Zwischen Assuan und dem zweiten Katarakt bot sich der ägyptischen Flotte eine friedvolle Landschaft. Auf der Höhe stiller Dörfer legten sie an und verteilten Nahrungsmittel und Hausgerät. Schon seit langem war die Provinz Wawa befriedet. Glücklich, mit wachen Sinnen glaubte Ramses einen Traum verwirklicht, so unmittelbar sprach dieses Land ihn an.
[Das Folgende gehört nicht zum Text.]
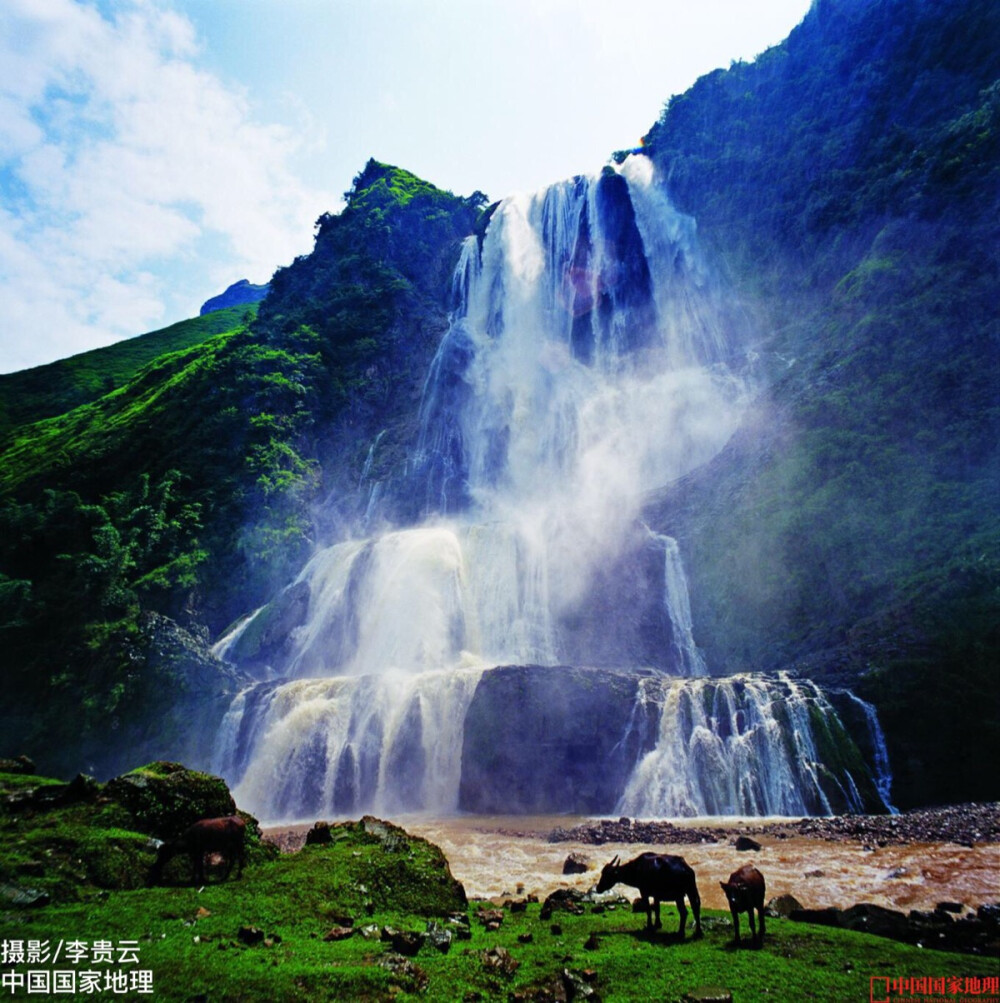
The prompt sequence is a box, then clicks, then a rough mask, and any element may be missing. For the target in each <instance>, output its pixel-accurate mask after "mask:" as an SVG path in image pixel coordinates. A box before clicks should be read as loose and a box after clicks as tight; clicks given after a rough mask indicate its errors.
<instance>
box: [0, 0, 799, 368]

Er erwachte aus seinem Traum, als er ein unglaubliches Bauwerk vor sich sah. Es war die gewaltige Festung Buhen mit ihren zweiundzwanzig Ellen hohen und zehn Ellen dicken Ziegelmauern; von den viereckigen Türmen aus, die den zinnenbestückten Wehrgang unterbrachen, überwachten ägyptische Späher den zweiten Katarakt und das Umland. Kein nubischer Einfall vermochte den Festungsgürtel zu sprengen, und schon gar nicht Buhen, das ständig mit dreitausend Soldaten besetzt war und durch ein Heer von Boten mit Ägypten Verbindung hielt.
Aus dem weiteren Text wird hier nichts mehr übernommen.